Um dos projetos é o que trabalha com informática e cidadania para promover sinergia de inclusão social; premiado pelo Enepe 2017 (Encontro Nacional de Ensino, Pesquisa e Extensão). O projeto é levado em locais de acolhimentos de crianças, adolescentes, jovens, adultos e idosos. Outro projeto é o da linha de cuidados para pessoas com doença falciforme na abrangência do DRS-11 (Departamento Regional da Saúde), em parceria com as secretarias estaduais da Saúde e da Justiça e Cidadania. Centrada na capacitação, a proposta é implantar uma linha de cuidado multiprofissional para as pessoas diagnosticadas com a doença e, em especial, a anemia falciforme.

Baiana de Arapiranga, Édima nasceu em 8 de setembro de 1949. Época de exploração de ouro na cidade a 400 km de Salvador. Seu pai era o minerador João Francisco de Souza e sua mãe a dona de casa Adozinha Amélia de Oliveira Souza. Édima foi a primogênita de três filhos, sendo seus dois irmãos já falecidos. A origem do nome de sua mãe foi de poema de Fernando Pessoa, extraído por seu avô, responsável em cultivar na família o hábito da leitura. Seus pais trocaram de interior: o baiano pelo paulista, atraídos pelo trabalho em lavouras de algodão.

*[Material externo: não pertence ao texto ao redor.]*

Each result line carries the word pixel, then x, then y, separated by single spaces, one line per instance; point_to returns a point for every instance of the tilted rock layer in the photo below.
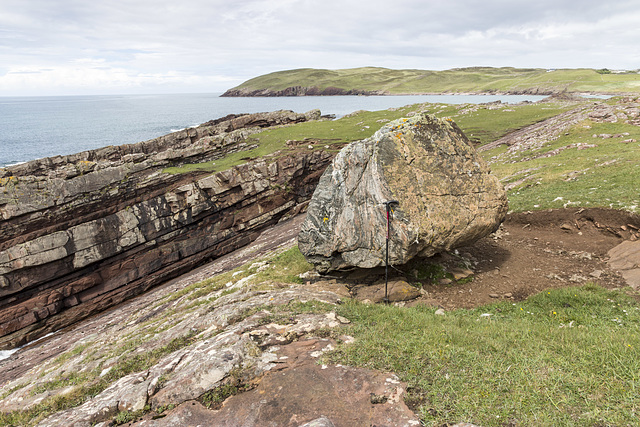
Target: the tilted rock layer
pixel 447 197
pixel 82 233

Édima tinha dois anos quando sua família mudou-se para Ribeirão dos Índios e depois de três anos foi para Presidente Bernardes, onde estudou até o terceiro ano primário. Em 1959, quando tinha 10 anos, o destino foi Prudente: há 60 anos. Os estudos continuaram na Escola Estadual “Professor Adolpho Arruda Mello” e no Instituto Educação “Fernando Costa”, onde fez o normal e ao mesmo tempo estudava no Centro de Cultural Brasil-Estados Unidos. Aos 16 anos lecionava inglês na Escola de Comércio “Joaquim Murtinho”.

Sua primeira formação em nível superior foi na Faculdade de Letras, em Adamantina. Depois fez Pedagogia na Unoeste. Antes do mestrado e do doutorado fez várias especializações. Em 1970, casou-se com o contador bancário Eli Dolce Justo de Mattos. Tiveram três filhos e todos ingressaram no ensino superior aos 17 anos. Eduardo é engenheiro químico, casado com Lency, pais de Francisco; Elizangela é engenheira de alimentos; e Elaine é tabeliã, casada com Yuri, pais de Maria Helena.